Relief again when she responded in kind. “Funny. I knew a guy with that same name.” Her lips twitched. “You’re nothing like him, though.”

His brows rose. “Oh?”

She shook her head, her smile bemused, her eyes lighting up with that mischievous glint he knew so well. “He would never have done what you just did.”

“Too scared?” Wyatt asked.

She shook her head again. “Too stupid.”

He winced even as he chuckled. “Then he for sure didn’t deserve you.”

“That’s what I thought.”

“Good thing I’m nothing like him, then.”

Her smile slid from mischievous to downright devilish.
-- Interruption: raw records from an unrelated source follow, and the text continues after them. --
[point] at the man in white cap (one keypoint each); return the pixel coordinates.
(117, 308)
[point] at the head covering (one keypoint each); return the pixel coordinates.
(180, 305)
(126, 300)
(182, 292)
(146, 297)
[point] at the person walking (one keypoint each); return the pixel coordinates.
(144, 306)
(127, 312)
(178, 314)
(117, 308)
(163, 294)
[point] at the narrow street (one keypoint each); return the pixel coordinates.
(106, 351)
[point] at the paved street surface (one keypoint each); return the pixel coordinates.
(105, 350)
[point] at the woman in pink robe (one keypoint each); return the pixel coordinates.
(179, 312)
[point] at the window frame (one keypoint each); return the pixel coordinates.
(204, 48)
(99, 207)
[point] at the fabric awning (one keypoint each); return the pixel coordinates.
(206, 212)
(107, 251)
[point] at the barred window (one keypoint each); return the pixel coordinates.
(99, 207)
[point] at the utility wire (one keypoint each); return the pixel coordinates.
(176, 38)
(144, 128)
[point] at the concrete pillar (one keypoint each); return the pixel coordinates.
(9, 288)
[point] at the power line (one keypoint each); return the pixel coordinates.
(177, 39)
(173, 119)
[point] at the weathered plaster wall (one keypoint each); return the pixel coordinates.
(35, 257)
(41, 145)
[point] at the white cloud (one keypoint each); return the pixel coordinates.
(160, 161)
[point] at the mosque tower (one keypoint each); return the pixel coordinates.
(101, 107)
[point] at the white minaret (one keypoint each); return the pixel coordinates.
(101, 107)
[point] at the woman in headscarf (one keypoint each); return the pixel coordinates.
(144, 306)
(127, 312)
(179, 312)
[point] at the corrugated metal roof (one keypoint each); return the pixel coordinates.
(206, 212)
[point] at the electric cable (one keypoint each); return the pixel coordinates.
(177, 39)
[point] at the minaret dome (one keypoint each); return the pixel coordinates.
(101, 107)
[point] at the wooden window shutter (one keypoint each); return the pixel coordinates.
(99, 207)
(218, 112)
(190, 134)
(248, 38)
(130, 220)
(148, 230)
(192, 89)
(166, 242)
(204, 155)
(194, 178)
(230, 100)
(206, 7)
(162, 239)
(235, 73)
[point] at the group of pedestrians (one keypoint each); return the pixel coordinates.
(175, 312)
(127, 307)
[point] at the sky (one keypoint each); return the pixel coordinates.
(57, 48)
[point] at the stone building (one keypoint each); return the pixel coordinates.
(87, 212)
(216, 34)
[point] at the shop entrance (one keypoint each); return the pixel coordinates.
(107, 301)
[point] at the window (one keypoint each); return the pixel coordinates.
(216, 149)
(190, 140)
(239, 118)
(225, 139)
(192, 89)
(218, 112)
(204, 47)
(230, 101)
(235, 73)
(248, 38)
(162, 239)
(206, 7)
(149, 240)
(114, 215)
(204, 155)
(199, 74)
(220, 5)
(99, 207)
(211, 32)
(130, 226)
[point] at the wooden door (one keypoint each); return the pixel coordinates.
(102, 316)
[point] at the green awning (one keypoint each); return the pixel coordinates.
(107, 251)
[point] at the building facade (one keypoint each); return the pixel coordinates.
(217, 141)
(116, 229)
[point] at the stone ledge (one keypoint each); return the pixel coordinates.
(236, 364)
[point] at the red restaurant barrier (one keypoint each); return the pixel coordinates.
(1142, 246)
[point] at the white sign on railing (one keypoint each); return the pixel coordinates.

Then she shocked the hell out of him by sliding her hand to the back of his neck and nudging his mouth down to hers. “That’s what I was thinking.” And this time, she took him.

Colossal mistake? Or the best thing you’ve ever done?

Yeah, he had no idea, but he was too busy letting her kiss the socks off him to care.

She broke the kiss that time, her eyes still twinkling as she beamed up at him. “Definitely nothing like him.”

“I almost feel sorry for the poor guy.”

“Don’t be,” she said. “He turned out all right.”

He ducked his head, feeling flattered and chastened, all at the same time. “Chey—”

“Don’t,” she said, quickly but not harshly. “I don’t want to—” She broke off, shook her head, then said, “Let’s just let this be . . . whatever it was, okay?”